Measuring critical process parameters is key in optimizing bioreactor performance. As the sector is moving towards single-use bioprocessing, there is a rising demand for single-use sensors. “We recently developed a new product line with single-use sensors for conductivity and viable cell density”, says René Matt, key account manager at Hamilton. “For both, the working principle is based on a ceramic plate with four platinum electrodes. The plate, in turn, is integrated into a plastic (HDPE) connection part, which is aimed to be welded into a single-use container.”

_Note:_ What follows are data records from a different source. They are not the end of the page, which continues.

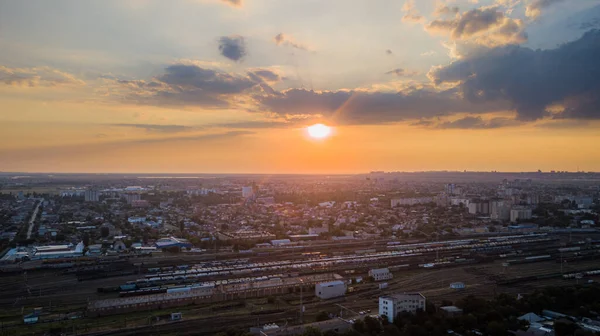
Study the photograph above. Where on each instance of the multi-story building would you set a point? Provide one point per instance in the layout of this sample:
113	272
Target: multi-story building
92	195
131	197
500	210
247	192
521	213
332	289
391	305
411	201
381	274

This results in a sterile, leakage-free system that is pre-calibrated and compatible with gamma irradiation, as Matt points out. “Both systems also incorporate temperature measurement and have a shelf-life after irradiation of 24 months.”

Peace of mind

Another important parameter is dissolved CO2. Even minimal variations can have a significant impact on cell culture productivity. Measuring dCO2 involves an intricate trade-off between three key factors: reliability, cost, and real-time control. With the new sensor CO2NTROL, Hamilton has struck the balance. “CO2NTROL is a 12 mm solid-state optical sensor”, explains Hamilton’s product manager Giovanni Campolongo. “It is therefore maintenance-free, can be simply calibrated, and has the highest accuracy in the bioprocesses application range. There is no need to replace any consumable part, even after several autoclavation rounds.”

This sensor doesn’t need an external transmitter – thanks to Hamilton’s digital Arc technology, it can be connected directly to digital control systems – and in combination with ArcAir software is ready for GMP compliance. The overall costs are five times lower than for conventional technologies, and even more accurate. Campolongo: “We call it a peace-of-mind sensor.”

Seamless transfer

The new conductivity and viable cell density sensors can also be wirelessly controlled by Hamilton’s Arc technology using the ArcAir software. “Customers who are familiar with our reusable sensors will be able to easily understand and work with these new single-use sensors”, René Matt emphasizes. “This is a very import advantage if they intend to move from reusable to single-use technologies. All our single-use sensors are based on the same working principles as reusable sensors, and the digital control system is the same. This allows for a completely seamless transfer.”